Assume that the number of data shards in a cluster instance is N. When one of the data shards fails, a master-replica failover is initiated on the faulty data shard. The entire failover process takes anywhere from a few seconds to tens of seconds. During this process, all requests sent to the data shard fail. If the requests are evenly distributed across all data shards, the instance theoretically has a request failure rate of 1/N.
However, the actual number of failed requests may be higher than the theoretical value for the following reasons. In the example, a cluster instance that contains two data shards and runs in proxy mode is used.
Note
In the case of a cluster instance in direct connection mode, use of multi-key commands is the only reason for experiencing a higher actual failure rate.
Commands that involve multiple keys are used
Proxy mode: The proxy server splits multi-key commands into multiple subcommands and routes them to the corresponding data shards based on the route table.
Direct connection mode: The client sends each subcommand to the corresponding data shard.
When a multi-key command involves a data shard that experiences a failure, the entire request tends to fail, as shown in the following figure.

Optimization solution: Minimize the number of keys in a single command to reduce the probability of multi-key command failures when a data shard fails.
The client uses a single connection
Some clients such as Lettuce send requests asynchronously over a single connection. For example, in the scenario where two GET requests are sent sequentially to a proxy server over one connection, Redis Serialization Protocol (RESP) requires that responses be returned in the same order as the requests were sent. If the GET key2
request fails due to a node failure, the client cannot receive the response to the request that follows GET key2
even if the request is successfully executed.
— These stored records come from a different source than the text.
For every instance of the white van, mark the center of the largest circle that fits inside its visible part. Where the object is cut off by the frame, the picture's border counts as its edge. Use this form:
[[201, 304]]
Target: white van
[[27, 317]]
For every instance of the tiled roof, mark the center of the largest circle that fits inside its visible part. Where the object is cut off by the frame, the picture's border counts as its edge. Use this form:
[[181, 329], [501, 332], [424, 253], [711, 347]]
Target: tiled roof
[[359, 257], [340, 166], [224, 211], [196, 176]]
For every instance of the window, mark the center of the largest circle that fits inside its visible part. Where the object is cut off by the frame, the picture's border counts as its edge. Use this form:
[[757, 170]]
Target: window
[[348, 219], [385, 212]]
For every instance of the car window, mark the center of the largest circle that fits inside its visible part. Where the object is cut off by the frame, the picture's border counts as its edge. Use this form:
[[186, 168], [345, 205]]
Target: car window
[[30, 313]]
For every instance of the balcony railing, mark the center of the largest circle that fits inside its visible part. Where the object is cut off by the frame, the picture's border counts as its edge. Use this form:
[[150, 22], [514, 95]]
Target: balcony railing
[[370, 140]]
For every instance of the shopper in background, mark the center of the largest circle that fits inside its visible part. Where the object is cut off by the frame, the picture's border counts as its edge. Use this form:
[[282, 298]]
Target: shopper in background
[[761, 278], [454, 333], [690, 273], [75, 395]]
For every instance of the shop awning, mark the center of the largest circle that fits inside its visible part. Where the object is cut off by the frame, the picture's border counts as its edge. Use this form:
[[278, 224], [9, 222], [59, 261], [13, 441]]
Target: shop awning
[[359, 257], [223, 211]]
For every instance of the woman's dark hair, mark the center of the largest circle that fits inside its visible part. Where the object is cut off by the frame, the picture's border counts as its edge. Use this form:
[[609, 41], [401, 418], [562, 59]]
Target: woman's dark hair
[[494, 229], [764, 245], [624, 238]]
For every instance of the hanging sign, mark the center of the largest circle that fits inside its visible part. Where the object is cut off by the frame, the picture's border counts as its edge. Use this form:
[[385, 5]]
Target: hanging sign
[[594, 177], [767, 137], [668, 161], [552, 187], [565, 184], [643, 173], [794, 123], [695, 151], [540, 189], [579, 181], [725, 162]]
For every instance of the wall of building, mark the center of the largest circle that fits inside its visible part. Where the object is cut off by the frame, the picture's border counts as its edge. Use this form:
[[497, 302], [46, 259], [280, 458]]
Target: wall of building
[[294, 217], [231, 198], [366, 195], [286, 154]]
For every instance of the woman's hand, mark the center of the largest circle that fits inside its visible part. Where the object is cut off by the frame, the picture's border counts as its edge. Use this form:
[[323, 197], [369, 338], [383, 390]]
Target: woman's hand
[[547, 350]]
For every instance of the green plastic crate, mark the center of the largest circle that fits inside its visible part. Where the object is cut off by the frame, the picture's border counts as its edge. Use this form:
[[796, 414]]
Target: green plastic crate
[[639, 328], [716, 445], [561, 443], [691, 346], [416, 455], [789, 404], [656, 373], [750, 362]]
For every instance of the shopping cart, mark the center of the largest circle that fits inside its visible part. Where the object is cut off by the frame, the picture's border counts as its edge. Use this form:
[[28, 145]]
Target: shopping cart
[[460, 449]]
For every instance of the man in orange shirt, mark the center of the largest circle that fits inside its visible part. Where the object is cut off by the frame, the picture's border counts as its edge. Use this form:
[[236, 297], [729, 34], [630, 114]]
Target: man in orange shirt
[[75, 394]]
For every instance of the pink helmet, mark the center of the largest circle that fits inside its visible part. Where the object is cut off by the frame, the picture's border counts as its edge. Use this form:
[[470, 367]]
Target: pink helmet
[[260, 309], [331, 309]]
Optimization solution: Use clients such as Jedis that support the connection pool model.
Connection pool resources on the client are exhausted
For clients that use the connection pool model, the maximum number of connections allowed can be configured. When the number of connections reaches the maximum limit and no idle connections are available, new requests fail or are blocked.
In the following figure, the Jedis client is used. If maxTotal is set to 3, timeout is set to 2000
, and three GET key2
requests are initiated within 2 seconds, the connection pool reaches its maximum capacity with all connections in use after 2 seconds. If one of the nodes fails to respond, new requests either fail or be blocked based on the blockWhenExhausted configuration, leading to the client-side requests either failing or timing out.

Optimization solution: Configure the JedisPool resource pool size appropriately and set the timeout parameter to a lower value, such as 200 to 300 milliseconds (instead of the default 2,000 milliseconds). This adjustment helps achieve faster failure responses and prevents a large number of connections from being blocked when a failure occurs.